All tools also offer a range of additional data management capabilities. Figure 5 demonstrates examples of these capabilities. Unfortunately, it is not easy to discover information about tool functionalities at the vendor sites. That is why the analysis provided below may be incomplete. Another challenge of this analysis is the unclear definitions of the data management capabilities; for example, “data governance” or “data quality” capabilities can include quite different functionalities.

Figure 5: Additional data management capabilities.

Figure 5: Additional data management capabilities.

Industry solutions

Vendors provide information about industries in which their tools have been implemented. They call it a “solution per industry.” It is impossible to find out information about the differences between these solutions.  Figure 6 demonstrates the ten most common industries per number of vendors.

Figure 6: Ten leading common industries.

Figure 6: Ten leading common industries.

The most competitive industries are financial services, government and public sectors, health and life science, and retail.

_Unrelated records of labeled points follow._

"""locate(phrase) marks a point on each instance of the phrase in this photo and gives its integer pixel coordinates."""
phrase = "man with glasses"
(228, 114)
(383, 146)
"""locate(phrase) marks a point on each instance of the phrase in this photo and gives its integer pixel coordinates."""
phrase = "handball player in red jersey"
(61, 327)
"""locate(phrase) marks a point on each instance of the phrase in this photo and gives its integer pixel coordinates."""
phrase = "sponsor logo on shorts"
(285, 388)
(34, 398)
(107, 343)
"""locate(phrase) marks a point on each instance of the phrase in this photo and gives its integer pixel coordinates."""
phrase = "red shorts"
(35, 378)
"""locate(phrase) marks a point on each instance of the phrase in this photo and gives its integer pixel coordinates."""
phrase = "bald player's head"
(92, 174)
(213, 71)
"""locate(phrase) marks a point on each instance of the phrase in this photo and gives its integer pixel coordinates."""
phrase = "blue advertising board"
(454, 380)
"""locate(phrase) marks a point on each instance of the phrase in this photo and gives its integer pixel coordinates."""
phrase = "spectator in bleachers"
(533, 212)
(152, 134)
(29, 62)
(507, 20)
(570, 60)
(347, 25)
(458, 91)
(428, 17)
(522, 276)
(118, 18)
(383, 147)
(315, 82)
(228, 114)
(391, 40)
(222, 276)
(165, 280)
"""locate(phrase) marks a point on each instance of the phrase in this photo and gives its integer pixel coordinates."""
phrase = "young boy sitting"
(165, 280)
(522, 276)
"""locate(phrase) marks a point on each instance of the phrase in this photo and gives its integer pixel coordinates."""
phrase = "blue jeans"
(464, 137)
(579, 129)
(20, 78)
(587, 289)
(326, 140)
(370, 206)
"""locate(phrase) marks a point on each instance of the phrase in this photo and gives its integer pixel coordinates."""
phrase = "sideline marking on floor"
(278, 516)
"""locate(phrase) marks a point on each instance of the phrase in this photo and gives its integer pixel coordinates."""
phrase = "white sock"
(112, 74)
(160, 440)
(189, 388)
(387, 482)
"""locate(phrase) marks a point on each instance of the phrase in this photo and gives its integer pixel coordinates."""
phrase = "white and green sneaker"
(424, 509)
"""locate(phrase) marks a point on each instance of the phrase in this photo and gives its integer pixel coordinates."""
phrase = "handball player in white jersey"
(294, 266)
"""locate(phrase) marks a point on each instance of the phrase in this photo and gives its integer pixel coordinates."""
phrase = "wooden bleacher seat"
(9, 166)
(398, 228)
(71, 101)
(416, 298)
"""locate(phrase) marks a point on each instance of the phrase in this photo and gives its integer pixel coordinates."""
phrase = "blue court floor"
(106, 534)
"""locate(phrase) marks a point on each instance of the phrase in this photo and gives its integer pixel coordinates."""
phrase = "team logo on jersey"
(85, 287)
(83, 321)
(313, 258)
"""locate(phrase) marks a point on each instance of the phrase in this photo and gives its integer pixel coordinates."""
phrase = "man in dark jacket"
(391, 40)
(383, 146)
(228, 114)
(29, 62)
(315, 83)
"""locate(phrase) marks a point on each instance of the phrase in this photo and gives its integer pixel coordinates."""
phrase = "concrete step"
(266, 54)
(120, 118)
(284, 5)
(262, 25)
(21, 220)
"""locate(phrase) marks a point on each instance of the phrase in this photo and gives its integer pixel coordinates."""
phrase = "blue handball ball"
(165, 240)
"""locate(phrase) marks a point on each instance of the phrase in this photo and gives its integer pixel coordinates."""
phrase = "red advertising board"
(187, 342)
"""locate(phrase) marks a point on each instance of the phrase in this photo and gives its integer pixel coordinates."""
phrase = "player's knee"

A company must use a sophisticated approach in choosing appropriate data management tools and perform multiple steps, including the following:

  1. Identify the business needs and requirements of various data management stakeholder groups

Various stakeholders have quite different needs and requirements that must be aligned upfront.

  1. Align the internal definition of data management

It will allow a company to understand its requirements and define the initiative’s scope. The clarification of the definitions will assist in overcoming challenges associated with unaligned terminology used by various vendors.

It will also help simplify the tool selection and make the implementation feasible. Usually, the implementation of a data management tool focuses on the core capability: establishing or optimizing a data lifecycle and corresponding data pipelines. Some additional capabilities like master data management or data quality can be realized by using some other tools.

However, we’ve seen that some tools identified as “data management” focus on specific capabilities like data security. So, to make the implementation feasible, a company must clarify and align the used terminology.

  1. Define the current and future states of the enterprise (data, application, technology) architecture and the scope

This action will assist in identifying the requirements for deployment options. Different vendors provide multiple opportunities for deployment. However, the chosen solution must fit the company’s resources and business plans.

It will also help clarify the “enterprise” scope for data management tools. A company can implement a data management tool for a part of an application landscape or the whole enterprise. Some providers position their solutions as “enterprise global” ones. Other solutions can be applied to a part of the application landscape. In any case, a company’s tool selection must align with the future state architecture.

  1. Perform a detailed investigation and comparison of data management tools’ functionalities

As I mentioned, the information on the providers’ sites is not always easy to discover and comprehend. It is almost “mission impossible” to compare the functionalities of various providers because of unaligned terms and different presentation approaches. Tool selection is a time and resource-consuming exercise. A thorough investigation will assist in choosing appropriate solutions that fit a company’s needs and resources.